Après quelques instants de réflexion, il secoua la tête.

« Je doute qu’elle le soit. D’après ce que nous savons », il fit une pause et la gratifia d’un long regard imperturbable avant de continuer, « ils sont assez nombreux pour écumer la piste dans les deux sens.

— Que faire alors ? Couper droit devant ? » Elle agita la main vers le terrain accidenté qui s’étendait face à eux. « Nous mettrions des semaines à nous frayer un chemin et, à moins que je ne me trompe, nos réserves d’eau ne dureront que quelques jours. » Mari tambourina sur la bouteille à côté d’elle. « Tu as dit avoir vu la carte du maître caravanier. Quelle distance devrons-nous parcourir avant de trouver quelqu’un susceptible de nous aider ? »

Le mage fronça imperceptiblement les sourcils, pas assez pour révéler ses émotions, mais suffisamment pour montrer sa concentration.

« Il y a des puits le long de la route qu’empruntent les caravanes, mais je suis incapable de me rappeler leurs emplacements exacts. Je dirais que le premier se situe à mi-chemin entre ici et Ringhmon.

— Nous devions atteindre Ringhmon dans six jours. Donc cela fait au moins trois ou quatre jours de marche avant d’arriver au premier puits, c’est bien ça ?

— Au bas mot, oui. En vérité, je dirais même cinq jours si nous suivons la route.

— Et nous devons l’éviter. Des idées ? »

Le mage Alain secoua de nouveau la tête.

« Pas pour le moment. Pourquoi me demandes-tu mon opinion ? Tu es une mécanicienne. Je sais que les mécaniciens n’ont aucun respect pour les mages.

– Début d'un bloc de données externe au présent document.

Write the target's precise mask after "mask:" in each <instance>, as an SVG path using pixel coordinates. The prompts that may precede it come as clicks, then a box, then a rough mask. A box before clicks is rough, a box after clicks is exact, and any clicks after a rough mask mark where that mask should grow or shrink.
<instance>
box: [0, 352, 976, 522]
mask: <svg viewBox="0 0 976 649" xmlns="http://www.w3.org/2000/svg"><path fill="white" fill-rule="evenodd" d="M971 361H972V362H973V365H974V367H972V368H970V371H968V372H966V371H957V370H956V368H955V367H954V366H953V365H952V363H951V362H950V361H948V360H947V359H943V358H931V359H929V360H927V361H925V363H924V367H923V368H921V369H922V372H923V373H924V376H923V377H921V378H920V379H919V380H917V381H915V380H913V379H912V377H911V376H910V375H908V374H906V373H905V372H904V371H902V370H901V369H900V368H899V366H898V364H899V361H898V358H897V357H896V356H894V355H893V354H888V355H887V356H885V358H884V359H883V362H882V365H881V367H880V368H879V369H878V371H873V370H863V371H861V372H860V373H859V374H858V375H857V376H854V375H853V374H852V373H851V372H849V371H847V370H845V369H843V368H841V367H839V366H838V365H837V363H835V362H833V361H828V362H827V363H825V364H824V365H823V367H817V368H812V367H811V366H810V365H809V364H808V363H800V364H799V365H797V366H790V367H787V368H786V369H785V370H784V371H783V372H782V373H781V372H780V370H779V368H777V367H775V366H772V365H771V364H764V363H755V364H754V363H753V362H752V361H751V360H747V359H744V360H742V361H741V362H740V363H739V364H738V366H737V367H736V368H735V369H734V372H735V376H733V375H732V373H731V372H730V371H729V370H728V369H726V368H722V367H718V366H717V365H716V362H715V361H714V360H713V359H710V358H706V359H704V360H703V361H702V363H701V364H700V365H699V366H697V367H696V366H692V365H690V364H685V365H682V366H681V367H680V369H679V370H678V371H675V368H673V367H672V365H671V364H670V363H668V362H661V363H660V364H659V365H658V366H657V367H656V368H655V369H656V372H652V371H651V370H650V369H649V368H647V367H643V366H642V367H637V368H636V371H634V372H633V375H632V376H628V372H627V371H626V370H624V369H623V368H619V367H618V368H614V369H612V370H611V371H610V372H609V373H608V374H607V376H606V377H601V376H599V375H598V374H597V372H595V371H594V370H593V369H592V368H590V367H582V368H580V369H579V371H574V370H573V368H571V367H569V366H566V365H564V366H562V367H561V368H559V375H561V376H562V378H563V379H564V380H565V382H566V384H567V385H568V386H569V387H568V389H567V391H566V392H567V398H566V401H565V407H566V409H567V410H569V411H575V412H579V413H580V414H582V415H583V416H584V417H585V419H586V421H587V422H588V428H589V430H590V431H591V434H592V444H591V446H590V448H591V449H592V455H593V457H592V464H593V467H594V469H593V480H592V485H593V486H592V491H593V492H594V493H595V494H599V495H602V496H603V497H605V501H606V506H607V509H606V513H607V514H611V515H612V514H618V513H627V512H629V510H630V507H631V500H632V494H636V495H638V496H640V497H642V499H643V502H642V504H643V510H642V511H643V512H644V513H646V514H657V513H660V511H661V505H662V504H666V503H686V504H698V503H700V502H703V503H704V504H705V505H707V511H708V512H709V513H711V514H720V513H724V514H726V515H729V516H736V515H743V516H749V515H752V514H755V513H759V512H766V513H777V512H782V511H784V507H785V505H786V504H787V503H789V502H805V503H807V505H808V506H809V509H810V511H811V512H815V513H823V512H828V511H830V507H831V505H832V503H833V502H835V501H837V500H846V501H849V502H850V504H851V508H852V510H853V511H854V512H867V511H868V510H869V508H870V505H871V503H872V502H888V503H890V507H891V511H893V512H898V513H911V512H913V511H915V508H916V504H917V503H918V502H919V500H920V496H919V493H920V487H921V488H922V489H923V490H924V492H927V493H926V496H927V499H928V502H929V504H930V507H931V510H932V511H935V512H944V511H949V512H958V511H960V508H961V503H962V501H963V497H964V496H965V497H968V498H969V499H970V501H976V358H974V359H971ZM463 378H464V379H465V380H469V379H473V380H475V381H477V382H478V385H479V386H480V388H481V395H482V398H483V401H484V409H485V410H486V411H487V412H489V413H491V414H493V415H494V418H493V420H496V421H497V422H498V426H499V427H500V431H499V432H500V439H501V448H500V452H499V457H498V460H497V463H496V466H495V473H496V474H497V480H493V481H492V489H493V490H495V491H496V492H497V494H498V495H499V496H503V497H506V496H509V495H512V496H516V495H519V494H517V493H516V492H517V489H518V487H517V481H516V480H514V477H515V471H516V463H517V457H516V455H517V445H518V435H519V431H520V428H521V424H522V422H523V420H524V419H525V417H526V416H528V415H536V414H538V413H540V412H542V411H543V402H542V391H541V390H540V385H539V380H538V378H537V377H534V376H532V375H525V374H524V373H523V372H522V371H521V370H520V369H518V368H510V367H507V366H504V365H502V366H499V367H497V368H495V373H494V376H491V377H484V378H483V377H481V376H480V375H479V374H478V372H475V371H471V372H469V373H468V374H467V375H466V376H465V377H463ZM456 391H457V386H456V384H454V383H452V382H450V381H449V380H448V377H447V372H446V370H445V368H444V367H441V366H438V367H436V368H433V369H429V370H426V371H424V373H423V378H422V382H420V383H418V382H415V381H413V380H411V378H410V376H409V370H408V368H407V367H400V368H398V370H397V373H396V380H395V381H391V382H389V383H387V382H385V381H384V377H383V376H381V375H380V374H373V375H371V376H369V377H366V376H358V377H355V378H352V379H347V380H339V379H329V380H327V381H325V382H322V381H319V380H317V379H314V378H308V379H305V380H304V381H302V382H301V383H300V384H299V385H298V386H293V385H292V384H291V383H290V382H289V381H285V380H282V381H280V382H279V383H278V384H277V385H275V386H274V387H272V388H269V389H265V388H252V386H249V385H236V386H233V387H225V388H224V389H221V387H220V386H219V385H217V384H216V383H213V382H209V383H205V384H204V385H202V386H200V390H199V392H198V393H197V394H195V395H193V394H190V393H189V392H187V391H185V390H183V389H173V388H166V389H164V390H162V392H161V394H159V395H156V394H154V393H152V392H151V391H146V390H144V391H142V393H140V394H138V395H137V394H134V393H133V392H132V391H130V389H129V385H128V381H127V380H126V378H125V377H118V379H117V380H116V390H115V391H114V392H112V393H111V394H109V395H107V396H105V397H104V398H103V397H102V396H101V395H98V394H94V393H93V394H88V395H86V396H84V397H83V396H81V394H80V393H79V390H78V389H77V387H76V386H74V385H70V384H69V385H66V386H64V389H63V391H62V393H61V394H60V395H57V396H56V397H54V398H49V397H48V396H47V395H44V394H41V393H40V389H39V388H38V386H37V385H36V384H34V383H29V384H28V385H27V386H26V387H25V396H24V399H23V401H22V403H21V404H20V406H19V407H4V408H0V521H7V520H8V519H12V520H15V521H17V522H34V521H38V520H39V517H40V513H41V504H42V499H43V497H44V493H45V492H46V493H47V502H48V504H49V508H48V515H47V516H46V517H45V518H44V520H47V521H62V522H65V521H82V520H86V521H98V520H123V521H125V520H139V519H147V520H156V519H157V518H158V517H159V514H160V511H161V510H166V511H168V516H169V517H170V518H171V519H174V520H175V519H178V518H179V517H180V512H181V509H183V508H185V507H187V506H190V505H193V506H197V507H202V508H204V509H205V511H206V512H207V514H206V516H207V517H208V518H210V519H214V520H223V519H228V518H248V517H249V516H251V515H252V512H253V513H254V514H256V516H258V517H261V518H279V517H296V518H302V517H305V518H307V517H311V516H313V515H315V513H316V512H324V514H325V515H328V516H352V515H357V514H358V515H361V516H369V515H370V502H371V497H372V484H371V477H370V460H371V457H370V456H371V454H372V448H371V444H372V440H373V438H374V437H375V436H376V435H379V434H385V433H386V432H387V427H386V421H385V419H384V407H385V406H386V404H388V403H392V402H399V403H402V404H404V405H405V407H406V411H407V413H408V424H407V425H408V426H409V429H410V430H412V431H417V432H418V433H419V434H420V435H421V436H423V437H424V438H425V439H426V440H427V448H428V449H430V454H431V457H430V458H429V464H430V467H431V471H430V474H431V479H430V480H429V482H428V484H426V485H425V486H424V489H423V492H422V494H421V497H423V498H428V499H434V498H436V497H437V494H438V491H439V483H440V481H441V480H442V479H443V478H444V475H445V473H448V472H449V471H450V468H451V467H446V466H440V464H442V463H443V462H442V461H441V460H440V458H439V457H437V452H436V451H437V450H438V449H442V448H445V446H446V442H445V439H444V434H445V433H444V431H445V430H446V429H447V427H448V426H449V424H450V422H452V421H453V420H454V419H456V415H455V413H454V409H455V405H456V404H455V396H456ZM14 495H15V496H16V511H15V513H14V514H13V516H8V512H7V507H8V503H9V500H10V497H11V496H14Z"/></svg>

— Tu sembles savoir des choses sur tout ça, la survie, le combat. Tu as dit qu’on te les avait enseignées. Aucun de ces sujets n’a fait partie de ma formation. De plus… j’aime savoir ce que pensent les autres. Même s’ils s’en remettent à moi pour prendre les décisions, je veux connaître leur avis. Je déteste qu’on fasse des choix qui me concernent sans me consulter au préalable, alors je ne vais certainement pas infliger ça aux autres.

— Pourquoi pas ? »

Comment cette question pouvait-elle être sincère ?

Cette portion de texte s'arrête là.